The Critics’ Awards for Theatre in Scotland (CATS) are organised annually and awarded by the theatre critics of Scotland to celebrate the best Scottish theatre achievements in the theatre year May–April.
The first CATS were awarded for the year 2002–03 in five categories: best production, male performance, female performance, design and new play.
Since then they have been awarded annually in early June for the original five categories and for five additional categories: director, technical presentation, production for children and young people, ensemble and music and sound. Eligible shows should be substantially produced in Scotland, or developed, rehearsed and premiered in Scotland.
Who are the judges?
To be a CATS judge, a critic should:
- review theatre created in Scotland in print, on radio or TV, or online.

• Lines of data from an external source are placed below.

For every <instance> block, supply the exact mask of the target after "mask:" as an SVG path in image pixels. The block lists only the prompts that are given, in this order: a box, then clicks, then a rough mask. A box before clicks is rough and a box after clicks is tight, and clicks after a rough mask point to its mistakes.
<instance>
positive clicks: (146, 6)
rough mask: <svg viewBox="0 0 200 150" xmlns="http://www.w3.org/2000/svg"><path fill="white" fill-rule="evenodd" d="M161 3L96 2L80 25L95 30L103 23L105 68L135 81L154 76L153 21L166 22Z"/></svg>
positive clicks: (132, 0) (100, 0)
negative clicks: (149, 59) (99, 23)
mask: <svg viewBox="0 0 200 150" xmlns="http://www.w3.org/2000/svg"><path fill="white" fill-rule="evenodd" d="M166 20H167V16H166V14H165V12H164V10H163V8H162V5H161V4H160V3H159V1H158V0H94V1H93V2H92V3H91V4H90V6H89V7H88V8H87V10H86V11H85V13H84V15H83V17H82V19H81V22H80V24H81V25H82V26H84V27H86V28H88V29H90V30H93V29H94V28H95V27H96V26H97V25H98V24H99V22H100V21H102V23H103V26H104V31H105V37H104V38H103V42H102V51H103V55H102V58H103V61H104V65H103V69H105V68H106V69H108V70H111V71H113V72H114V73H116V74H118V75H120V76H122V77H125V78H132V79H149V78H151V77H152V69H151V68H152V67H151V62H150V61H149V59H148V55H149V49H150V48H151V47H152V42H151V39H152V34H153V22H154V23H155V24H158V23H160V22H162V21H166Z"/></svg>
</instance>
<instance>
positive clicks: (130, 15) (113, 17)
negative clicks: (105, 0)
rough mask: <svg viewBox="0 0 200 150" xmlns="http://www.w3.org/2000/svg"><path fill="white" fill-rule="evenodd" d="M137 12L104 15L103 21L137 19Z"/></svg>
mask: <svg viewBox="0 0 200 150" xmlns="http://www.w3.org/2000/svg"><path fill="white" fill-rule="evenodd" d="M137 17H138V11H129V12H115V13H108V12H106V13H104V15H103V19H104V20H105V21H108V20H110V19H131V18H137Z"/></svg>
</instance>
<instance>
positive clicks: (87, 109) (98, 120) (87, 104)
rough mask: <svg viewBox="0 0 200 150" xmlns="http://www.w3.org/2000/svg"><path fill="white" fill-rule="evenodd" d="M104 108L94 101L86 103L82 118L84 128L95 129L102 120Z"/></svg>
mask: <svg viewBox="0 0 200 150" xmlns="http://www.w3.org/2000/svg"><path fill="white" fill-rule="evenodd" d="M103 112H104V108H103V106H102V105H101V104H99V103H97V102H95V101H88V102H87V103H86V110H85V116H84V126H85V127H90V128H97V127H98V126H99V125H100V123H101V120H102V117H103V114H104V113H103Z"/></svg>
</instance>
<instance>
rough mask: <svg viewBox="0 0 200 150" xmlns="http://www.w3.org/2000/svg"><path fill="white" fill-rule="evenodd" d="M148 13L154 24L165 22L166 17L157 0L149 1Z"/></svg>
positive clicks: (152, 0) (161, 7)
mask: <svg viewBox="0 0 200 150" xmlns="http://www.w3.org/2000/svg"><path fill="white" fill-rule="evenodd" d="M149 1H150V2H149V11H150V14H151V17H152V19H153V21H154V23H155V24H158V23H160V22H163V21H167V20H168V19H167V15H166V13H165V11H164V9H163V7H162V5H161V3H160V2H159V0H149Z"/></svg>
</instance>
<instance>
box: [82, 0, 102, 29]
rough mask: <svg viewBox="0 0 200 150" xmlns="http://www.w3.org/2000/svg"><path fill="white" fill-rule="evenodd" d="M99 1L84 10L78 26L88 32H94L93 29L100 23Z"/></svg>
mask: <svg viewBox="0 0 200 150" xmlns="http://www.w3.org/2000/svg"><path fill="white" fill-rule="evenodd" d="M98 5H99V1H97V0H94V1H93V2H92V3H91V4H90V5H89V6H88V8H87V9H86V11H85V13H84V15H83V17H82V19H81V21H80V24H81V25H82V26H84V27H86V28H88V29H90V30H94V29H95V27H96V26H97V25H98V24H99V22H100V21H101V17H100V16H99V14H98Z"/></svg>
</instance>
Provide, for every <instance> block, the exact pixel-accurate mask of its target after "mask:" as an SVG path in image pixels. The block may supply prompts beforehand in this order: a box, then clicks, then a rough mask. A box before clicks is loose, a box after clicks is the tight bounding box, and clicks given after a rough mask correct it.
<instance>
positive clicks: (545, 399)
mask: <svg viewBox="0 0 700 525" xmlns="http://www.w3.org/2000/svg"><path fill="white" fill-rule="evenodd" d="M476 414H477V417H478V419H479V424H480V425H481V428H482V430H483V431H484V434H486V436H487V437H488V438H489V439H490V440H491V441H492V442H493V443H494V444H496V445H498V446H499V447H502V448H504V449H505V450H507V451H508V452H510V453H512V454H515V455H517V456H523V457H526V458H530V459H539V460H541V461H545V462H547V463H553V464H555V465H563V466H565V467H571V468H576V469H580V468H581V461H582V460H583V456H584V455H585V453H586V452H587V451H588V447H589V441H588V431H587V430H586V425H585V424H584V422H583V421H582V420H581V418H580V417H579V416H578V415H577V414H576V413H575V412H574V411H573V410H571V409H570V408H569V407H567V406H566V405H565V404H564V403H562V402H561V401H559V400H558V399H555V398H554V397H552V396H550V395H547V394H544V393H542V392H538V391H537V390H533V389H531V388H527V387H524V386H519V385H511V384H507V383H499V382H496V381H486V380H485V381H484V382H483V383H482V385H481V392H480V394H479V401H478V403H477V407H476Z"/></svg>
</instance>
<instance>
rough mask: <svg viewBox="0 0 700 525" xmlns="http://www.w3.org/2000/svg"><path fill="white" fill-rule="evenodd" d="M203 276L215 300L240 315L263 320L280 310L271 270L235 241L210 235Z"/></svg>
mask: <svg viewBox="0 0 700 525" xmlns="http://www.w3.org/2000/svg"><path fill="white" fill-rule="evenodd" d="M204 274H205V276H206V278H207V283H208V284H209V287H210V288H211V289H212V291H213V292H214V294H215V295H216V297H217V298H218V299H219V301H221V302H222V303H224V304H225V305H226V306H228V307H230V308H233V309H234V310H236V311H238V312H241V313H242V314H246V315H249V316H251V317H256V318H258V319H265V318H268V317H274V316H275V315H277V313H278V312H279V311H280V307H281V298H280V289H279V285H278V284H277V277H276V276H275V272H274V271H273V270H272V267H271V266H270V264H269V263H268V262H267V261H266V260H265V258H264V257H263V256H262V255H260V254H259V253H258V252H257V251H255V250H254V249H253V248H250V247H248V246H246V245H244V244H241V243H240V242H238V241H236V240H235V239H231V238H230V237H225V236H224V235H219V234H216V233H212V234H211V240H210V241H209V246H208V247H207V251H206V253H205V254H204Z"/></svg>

- write reviews throughout the year.
- see theatre across Scotland, not just in one town. (An exception may be made in the case of a critic with knowledge of an underrepresented area.)
- see professional theatre of all scales and types. (An exception may be made in the case of a critic with knowledge of an underrepresented genre.)
- see a high enough percentage of all professional theatre made in Scotland to make a meaningful contribution to the judging meeting.
- be professional about their role as a critic whether or not they are paid for their work.
- pay a small annual fee as a contribution towards CATS running costs.
How are the judges selected?
- Membership is by invitation from the CATS judges.
- The judges appoint a membership officer whose job is to ensure that new judges are proposed to the existing judging panel in line with the criteria above. The membership officer’s recommendations are discussed at a meeting that takes place soon after the annual CATS ceremony.
- It is expected that all newspapers, magazines and websites with regular, high quality, nationwide coverage of theatre made in Scotland should be represented on the CATS panel.
- There is no limit on the number of judges.
- Judges are invited on a non-discriminatory basis and in line with equal opportunities legislation.
How long do they remain a judge?
- There is no limit to the length of time a judge may remain a member.
- If a judge’s circumstances change and they no longer meet the membership criteria above, they will be required to step down, either permanently or temporarily.